Tu sombra y la lira es un mapa de mareas donde la memoria entra como una corriente fría y sale como una fiebre alta, dejando al lector con las manos saladas y una certeza: el origen no es un lugar, es la lengua cuando decide quedarse a vivir en el cuerpo. Barranco aparece aquí como un barrio que aprendió a ser leyenda sin pedir permiso, con su puente convertido en altar portátil y sus maderas respirando la vieja liturgia del verano y la niebla, mientras la lira afila el aire hasta volverlo corte. Hay un pulso que viene de lejos, una respiración que mezcla a Eguren con los ficus de Martín Adán y los ojos que miran el mundo como quien ata un cabo a la borda para no caerse del presente.
El libro trabaja la fricción de las lenguas como quien frota un pedernal: del castellano que nombra la herida al alemán que la enfría para verla mejor, dos voces que no se traducen, se desafían, y en el choque aparecen nuevas chispas de sentido. Ese díptico —“Me muero…” frente a “Ich sterbe…”— no replica un gesto, levanta un territorio donde el exilio deja de ser ausencia para volverse herramienta, una ética de escribir contra el olvido con tinta que no se deja secar del todo. La consecuencia es una música áspera y precisa, con el verso haciendo de lija y de bálsamo según la hora del día, como si cada poema tuviera la obligación de ganarse la respiración que gasta.

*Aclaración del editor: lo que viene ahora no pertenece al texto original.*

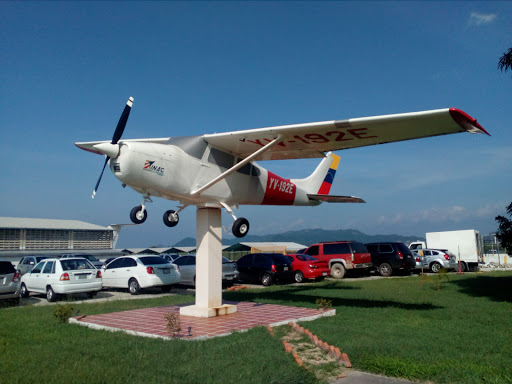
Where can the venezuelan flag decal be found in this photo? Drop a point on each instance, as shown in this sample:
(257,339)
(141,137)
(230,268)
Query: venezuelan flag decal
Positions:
(329,177)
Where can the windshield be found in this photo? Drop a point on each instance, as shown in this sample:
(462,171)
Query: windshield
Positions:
(76,264)
(152,260)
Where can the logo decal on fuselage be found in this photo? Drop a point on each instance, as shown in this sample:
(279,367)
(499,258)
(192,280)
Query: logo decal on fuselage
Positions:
(150,166)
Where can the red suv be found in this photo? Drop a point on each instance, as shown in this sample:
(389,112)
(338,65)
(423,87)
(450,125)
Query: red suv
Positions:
(342,256)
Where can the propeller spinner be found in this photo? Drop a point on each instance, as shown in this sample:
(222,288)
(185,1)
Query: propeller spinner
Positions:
(117,136)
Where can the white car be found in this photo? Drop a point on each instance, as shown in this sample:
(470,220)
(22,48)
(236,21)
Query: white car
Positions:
(55,277)
(138,272)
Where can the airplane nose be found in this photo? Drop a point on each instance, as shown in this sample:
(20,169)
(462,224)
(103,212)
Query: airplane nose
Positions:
(109,149)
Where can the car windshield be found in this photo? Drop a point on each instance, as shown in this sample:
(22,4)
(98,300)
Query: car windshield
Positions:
(6,268)
(306,258)
(282,259)
(152,260)
(76,264)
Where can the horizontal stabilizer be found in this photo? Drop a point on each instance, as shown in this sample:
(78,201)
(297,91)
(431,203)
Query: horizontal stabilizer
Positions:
(336,199)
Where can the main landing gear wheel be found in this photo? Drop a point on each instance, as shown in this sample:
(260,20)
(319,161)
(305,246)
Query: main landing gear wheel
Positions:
(138,215)
(171,218)
(240,227)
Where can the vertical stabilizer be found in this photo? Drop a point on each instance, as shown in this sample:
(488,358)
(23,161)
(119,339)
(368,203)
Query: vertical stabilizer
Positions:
(320,181)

El amor en estas páginas no es un salón sino una intemperie; no una metáfora amable, sino una gimnasia del vértigo que recorre el cuerpo como un animal despierto, con piezas que van de lo carnal a lo mítico sin cambiar de cuchillo por el camino. De Don Juan Tenorio al durazno heraclíteo, de la geórgica del tacto a la arboleda de la espera, el libro entiende el deseo como una geografía que se pisa con cuidado y se recuerda con hambre, porque el hambre también es una forma de memoria. Y cuando el poema decide aminorar, lo hace para poner el oído en la respiración del tiempo: ahí están Sísifo pidiendo turno, la clepsidra rota y esa ciencia doméstica que consiste en saber cuánto pesa una despedida cuando por fin se formula.

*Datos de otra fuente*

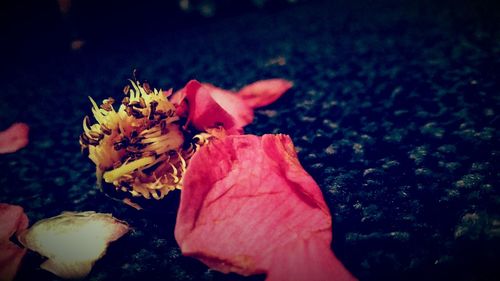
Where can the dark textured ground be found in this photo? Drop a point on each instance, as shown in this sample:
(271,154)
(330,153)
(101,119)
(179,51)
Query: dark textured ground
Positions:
(394,112)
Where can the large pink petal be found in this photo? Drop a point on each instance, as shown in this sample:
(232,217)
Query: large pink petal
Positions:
(248,206)
(264,92)
(12,220)
(14,138)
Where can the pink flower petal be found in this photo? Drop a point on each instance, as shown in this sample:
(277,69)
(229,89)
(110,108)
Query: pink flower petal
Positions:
(12,220)
(211,107)
(14,138)
(249,207)
(264,92)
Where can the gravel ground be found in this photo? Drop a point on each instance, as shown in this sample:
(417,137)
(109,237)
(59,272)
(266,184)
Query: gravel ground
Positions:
(394,113)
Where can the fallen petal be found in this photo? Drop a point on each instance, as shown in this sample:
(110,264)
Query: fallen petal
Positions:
(12,220)
(249,207)
(211,107)
(73,242)
(14,138)
(264,92)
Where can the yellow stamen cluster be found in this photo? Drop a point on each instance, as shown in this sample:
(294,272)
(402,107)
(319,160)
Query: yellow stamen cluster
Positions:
(139,148)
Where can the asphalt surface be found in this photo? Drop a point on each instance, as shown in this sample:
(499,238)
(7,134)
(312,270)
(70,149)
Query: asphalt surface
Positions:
(394,113)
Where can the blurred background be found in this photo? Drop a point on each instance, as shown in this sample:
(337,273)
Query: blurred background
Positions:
(394,111)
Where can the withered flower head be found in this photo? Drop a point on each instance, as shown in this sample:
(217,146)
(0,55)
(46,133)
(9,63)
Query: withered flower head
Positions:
(139,148)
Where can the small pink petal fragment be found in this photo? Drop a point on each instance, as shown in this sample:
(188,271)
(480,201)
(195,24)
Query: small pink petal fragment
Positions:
(249,207)
(211,107)
(264,92)
(73,242)
(12,220)
(14,138)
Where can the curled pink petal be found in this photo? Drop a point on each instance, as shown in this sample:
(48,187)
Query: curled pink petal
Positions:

La intertextualidad no es adorno, es munición: Garcilaso aparece como un santo de guardia, Hölderlin como fraternidad de altura, Platón como rumor antiguo que todavía sabe dar la luz justa a lo que merece contemplación y a lo que exige combate. Con ellos el poeta arma una cuadrilla que no desfila: trabaja, corta, empuja; y en ese trajín la lira deja de ser instrumento para convertirse en herramienta, que es cuando la belleza deja de posar y empieza a servir. Alguna vez el barroquismo se desmanda y pide un latigazo de contención, pero incluso entonces hay una fe de taller, una disciplina que sujeta el verbo para que no se caiga del andamio.

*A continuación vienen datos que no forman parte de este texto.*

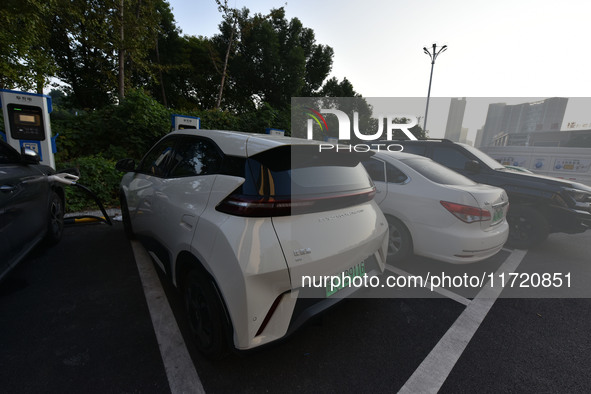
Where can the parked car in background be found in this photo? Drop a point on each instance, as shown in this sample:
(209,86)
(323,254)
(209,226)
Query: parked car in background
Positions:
(519,169)
(435,212)
(31,206)
(237,220)
(540,205)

Tu sombra y la lira es, en suma, un cuaderno de navegante que aprendió a orientarse sin cartas, guiado por una lengua que no quiere ser souvenir sino brújula, y por un recuerdo que ha entendido por fin que el hogar no siempre se encuentra: a veces se escribe. Quien entre sabrá pronto que no se trata de rosas ni de porcelanas, sino de maderas que crujen, metales que suenan y una mar que aplaude o sentencia según el ánimo del día; y que en ese ruido está el honor de un libro que prefiere la verdad áspera a la mentira pulida. Aquí la poesía no pide clemencia: se la gana, y en ese gesto devuelve al lector un botín extraño y necesario, hecho de imágenes que arden despacio y de silencios que alumbran.